Vaccination status was unknown for all but 149 of the 554 AFP patients. Among those with known vaccination status, 107 (72%) reported having received at least 1 oral polio vaccine (OPV) dose, and 73 of those patients reported receiving at least 3 doses of OPV.

As of March 8, 2011, WPV1 had been confirmed virologically in specimens from 70 AFP patients. Adequate stool specimens were not available for 468 (84%) patients, of whom 190 died; nonetheless, 32 (46%) of the 70 WPV cases were confirmed among those 468 patients. Because investigation of the outbreak was compromised by the collection of adequate specimens from only 16% of patients, the clinical classification algorithm of AFP cases was used. Patients without adequate specimens who died, were lost to follow-up, or had residual paralysis on follow-up were considered to have clinically confirmed polio. This algorithm was applicable when adequate stool specimens were collected for fewer than 65% of cases[4] and was last used in countries of the World Health Organization African Region in 2000. Provisionally, 317 additional patients have been classified as having clinically confirmed polio. Thus, as of March 8, 2011, the total number of confirmed polio cases was 387, pending further laboratory investigation, follow-up, and review.

Outbreak control efforts have included four rounds of national supplementary immunization activities (SIAs) targeting the entire population of ROC, beginning November 12–16 with a round of monovalent type 1 OPV. Subsequent SIA rounds were conducted December 3–7, 2010, using monovalent type 1 OPV; January 11–15, 2011, using bivalent (types 1 and 3) OPV; and February 22–26, 2011, using bivalent OPV. The first three SIA rounds were coordinated with areas of other countries neighboring Kouilou (Cabinda in Angola and Bas-Congo in Democratic Republic of the Congo), where outbreak cases subsequently were reported; the fourth round was synchronized with neighboring Gabon, where a WPV confirmed case occurred in January.

This outbreak appears nearly controlled, with onset of the most recent confirmed WPV case on January 22, 2011. Only 14 AFP cases have been reported provisionally in 2011, approximating the expected background frequency in ROC. Preliminary results suggest that several factors contributed to this outbreak 10 years after the last confirmed WPV1 case in ROC. These include a low rate of childhood polio vaccination among young adults and a protracted period without WPV1 transmission in the area. Vaccination coverage has been low over the last 2 decades,* secondary to weaknesses in the delivery of health-care and routine vaccination services, complicated by civil war and conflict during 1997–1999. The last national SIA was in 2006. Other possible contributing factors are crowding of residents and severe limitations in water supply and sanitation. The high proportion of cases among adolescents and adults (who are known to be at higher risk for bulbar paralysis than children) might have contributed to the high CFR, which might have been accentuated by suboptimal medical care and delays in seeking care.

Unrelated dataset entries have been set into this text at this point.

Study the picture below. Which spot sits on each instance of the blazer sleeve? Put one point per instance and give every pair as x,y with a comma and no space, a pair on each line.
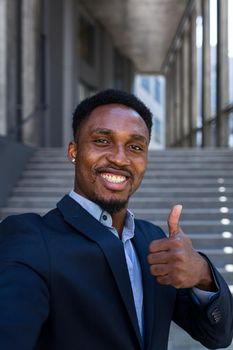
24,297
212,323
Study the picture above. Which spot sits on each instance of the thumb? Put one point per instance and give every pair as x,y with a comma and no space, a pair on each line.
173,220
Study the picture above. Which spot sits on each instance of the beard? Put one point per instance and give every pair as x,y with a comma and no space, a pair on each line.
112,206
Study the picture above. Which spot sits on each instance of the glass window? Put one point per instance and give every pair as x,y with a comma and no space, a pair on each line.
157,90
145,83
157,130
213,53
86,41
230,48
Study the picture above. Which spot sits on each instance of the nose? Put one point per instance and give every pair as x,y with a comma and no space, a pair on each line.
118,156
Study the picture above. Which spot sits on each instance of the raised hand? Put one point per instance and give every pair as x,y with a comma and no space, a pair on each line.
173,261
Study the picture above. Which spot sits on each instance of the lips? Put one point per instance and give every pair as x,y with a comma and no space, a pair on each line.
113,178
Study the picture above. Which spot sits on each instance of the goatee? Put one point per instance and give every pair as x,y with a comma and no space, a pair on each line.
112,206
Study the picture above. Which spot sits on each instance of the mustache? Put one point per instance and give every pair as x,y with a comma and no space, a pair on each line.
114,169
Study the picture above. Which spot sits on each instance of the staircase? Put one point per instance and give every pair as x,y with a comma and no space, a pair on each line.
200,180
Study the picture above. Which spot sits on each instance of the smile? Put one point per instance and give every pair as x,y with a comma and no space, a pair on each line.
116,179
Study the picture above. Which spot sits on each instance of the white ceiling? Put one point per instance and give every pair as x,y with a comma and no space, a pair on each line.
142,29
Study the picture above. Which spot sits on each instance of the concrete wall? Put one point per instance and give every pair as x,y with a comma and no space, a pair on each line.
13,159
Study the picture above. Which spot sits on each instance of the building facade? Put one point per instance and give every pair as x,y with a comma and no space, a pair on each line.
151,90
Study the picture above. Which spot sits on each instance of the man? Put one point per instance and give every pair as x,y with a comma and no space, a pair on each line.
87,275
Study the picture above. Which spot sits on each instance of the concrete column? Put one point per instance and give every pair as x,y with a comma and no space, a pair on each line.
3,66
206,107
31,72
192,80
184,90
177,94
56,54
169,109
69,68
222,129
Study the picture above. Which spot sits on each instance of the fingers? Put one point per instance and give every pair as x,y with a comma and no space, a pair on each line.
173,220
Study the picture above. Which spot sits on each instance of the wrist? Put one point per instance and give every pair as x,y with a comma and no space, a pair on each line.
206,280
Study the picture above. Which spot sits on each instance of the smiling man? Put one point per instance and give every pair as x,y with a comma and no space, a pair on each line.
88,275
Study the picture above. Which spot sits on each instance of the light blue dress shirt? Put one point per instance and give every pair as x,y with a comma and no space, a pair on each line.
133,265
132,261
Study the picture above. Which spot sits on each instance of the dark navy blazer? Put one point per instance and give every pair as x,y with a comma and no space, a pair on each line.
64,285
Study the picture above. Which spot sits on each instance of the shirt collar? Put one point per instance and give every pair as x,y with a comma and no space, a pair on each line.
102,215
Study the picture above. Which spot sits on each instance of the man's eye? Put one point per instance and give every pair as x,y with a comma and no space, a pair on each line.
136,148
101,141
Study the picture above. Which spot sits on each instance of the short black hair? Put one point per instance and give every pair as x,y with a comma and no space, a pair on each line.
85,107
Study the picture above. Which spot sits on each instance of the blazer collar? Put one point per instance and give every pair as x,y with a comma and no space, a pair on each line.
111,247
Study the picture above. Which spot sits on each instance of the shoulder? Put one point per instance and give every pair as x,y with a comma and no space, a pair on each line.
21,239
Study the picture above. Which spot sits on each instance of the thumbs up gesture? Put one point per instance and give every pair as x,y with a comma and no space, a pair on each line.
173,261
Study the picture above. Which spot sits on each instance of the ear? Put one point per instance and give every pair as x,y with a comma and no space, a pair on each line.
72,151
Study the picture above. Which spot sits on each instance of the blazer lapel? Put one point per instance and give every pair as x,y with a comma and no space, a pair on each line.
141,244
111,247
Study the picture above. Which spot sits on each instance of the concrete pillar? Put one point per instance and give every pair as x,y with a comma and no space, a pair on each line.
31,72
3,67
192,80
56,53
69,68
184,91
177,92
169,108
222,129
206,106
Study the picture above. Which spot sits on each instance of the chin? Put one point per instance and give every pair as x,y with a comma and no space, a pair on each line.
112,205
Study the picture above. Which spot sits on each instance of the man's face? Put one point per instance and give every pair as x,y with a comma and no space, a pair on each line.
111,155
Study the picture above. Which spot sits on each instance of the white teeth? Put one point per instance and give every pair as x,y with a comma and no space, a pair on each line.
114,178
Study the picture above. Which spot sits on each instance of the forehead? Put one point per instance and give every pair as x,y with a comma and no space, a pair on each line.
116,117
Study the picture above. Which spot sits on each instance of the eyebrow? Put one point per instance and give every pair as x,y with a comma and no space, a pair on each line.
104,131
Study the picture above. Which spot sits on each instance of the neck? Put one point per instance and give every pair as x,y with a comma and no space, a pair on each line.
118,221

CFRs of 12%–32% have been observed in previous WPV1 outbreaks involving adults.[1–3] An investigation is ongoing to determine reasons for the elevated CFR in Kouilou and Pointe Noire.

All international travelers are advised to have completed a primary series of polio vaccinations before travel.[5,6] Travelers from the United States to countries with recent WPV transmission or countries neighboring them also should receive a single adult booster inactivated poliovirus vaccine dose before departure. Travelers who are inadequately vaccinated against polio or whose past vaccination history is uncertain should contact their physician to discuss polio vaccination options before traveling. The World Health Organization recommends that all travelers who reside in countries with WPV transmission not only complete a course of vaccination against polio, preferably with OPV, before leaving the country of residence, but also receive an additional dose of OPV within 12 months before each international trip.[6] However, whether many travelers from countries with WPV transmission follow these recommendations, except when required (e.g., pilgrimage to Mecca), is uncertain.[7]